Homework #3 (Due by 12pm Oct 5th 2018 Take Home) Walther has a roadside produce stand where he sells oats
(Due by 12pm Oct 5th 2018 Take Home)
Walther has a roadside produce stand where he sells oats, peas, beans, and barley. He buys these products at per-pound wholesale prices of respectively, $1.05, $3.17, $1.99, and $0.95.; he sells them at per-pound retail prices of, respectively, $1.29, $3.76, $2.23, and $1.65. Each day the amount demanded (in pounds) could be as little as zero for each product, and as much as 10, 8, 14, and 11 for oats, peas, beans, and barley, respectively; he sells only whole-pound amounts, no partial pounds. Assume a discrete uniform distribution for daily demand for each product over its range; assume as well that Walther always has enough inventory to satisfy all demand. The summer selling season is 90 days, and demand each day is independent of demand on other days.

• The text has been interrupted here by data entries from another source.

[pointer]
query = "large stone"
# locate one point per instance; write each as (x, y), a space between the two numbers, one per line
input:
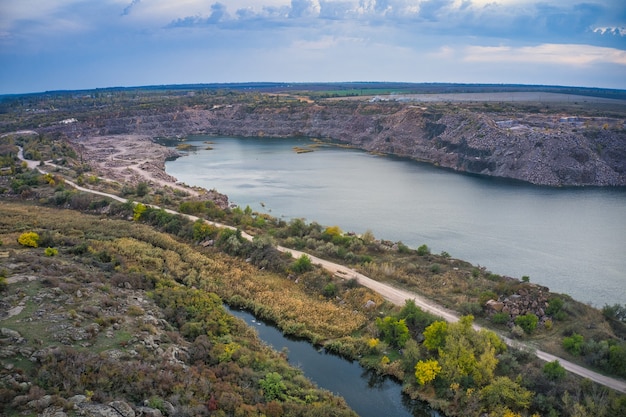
(4, 332)
(494, 305)
(123, 408)
(149, 412)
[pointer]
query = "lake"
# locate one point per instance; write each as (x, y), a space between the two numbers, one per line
(572, 240)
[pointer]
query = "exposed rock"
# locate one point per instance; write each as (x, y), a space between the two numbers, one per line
(4, 332)
(123, 408)
(53, 412)
(89, 409)
(532, 147)
(40, 404)
(77, 399)
(149, 412)
(528, 299)
(495, 305)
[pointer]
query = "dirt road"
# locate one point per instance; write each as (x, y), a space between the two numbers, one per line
(394, 295)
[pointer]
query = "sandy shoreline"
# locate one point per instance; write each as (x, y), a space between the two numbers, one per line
(129, 159)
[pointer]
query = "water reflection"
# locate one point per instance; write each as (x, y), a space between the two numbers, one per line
(367, 393)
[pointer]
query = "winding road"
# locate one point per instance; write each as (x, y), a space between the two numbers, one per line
(394, 295)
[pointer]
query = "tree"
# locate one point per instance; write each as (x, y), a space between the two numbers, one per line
(528, 322)
(273, 386)
(414, 316)
(573, 344)
(426, 371)
(203, 230)
(554, 371)
(423, 250)
(302, 264)
(394, 331)
(29, 239)
(502, 391)
(142, 189)
(435, 335)
(138, 210)
(468, 356)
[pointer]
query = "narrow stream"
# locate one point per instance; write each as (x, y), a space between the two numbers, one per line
(367, 393)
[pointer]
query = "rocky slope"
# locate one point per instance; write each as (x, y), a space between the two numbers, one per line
(545, 149)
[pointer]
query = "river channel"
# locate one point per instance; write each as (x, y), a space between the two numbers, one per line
(572, 240)
(368, 394)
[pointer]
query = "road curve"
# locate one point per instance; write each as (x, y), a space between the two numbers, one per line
(394, 295)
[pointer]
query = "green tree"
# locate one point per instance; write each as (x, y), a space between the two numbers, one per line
(273, 386)
(528, 322)
(393, 331)
(426, 371)
(414, 316)
(302, 264)
(138, 210)
(435, 335)
(51, 252)
(141, 189)
(573, 344)
(29, 239)
(469, 356)
(423, 250)
(502, 391)
(554, 371)
(202, 230)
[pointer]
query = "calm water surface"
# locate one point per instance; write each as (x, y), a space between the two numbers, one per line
(365, 392)
(571, 240)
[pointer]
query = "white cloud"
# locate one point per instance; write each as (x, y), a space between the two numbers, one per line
(621, 31)
(567, 54)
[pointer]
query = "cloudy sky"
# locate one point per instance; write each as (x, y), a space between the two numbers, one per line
(82, 44)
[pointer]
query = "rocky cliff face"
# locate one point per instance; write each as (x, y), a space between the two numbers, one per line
(553, 150)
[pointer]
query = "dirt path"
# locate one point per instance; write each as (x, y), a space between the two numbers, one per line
(395, 295)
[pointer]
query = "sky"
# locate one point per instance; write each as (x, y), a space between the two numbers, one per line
(84, 44)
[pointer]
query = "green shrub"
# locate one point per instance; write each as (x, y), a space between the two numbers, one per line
(528, 322)
(554, 306)
(423, 250)
(402, 248)
(554, 371)
(51, 251)
(475, 309)
(573, 344)
(29, 239)
(500, 318)
(330, 290)
(302, 264)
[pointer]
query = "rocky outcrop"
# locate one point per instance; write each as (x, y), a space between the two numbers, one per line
(530, 299)
(544, 149)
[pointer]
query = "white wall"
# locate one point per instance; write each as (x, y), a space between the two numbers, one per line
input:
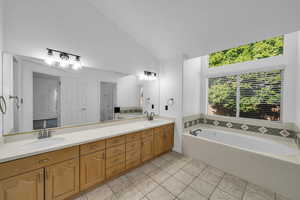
(298, 82)
(1, 48)
(171, 87)
(191, 86)
(288, 61)
(74, 26)
(128, 91)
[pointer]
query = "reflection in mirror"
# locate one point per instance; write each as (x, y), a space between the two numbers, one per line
(42, 96)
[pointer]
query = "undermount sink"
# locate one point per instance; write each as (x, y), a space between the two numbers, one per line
(44, 142)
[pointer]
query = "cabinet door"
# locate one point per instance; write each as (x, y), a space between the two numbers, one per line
(158, 141)
(26, 186)
(62, 180)
(92, 169)
(147, 149)
(168, 137)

Create a spreadsheet simulation that will, for each day as well for the whole season, simulate Walther’s total cost, total revenue, and total profit.
Conduct multiple simulations and estimate average value and standard deviation for Walther’s total cost, total revenue, and total profit. (60 points)
Draw bar charts (with standard deviation error bars) for Walther’s total cost, total revenue, and total profit for the whole season. (30 points)
Prepare a report in WORD file with show your simulation and simulation results with appropriate description. (10 points.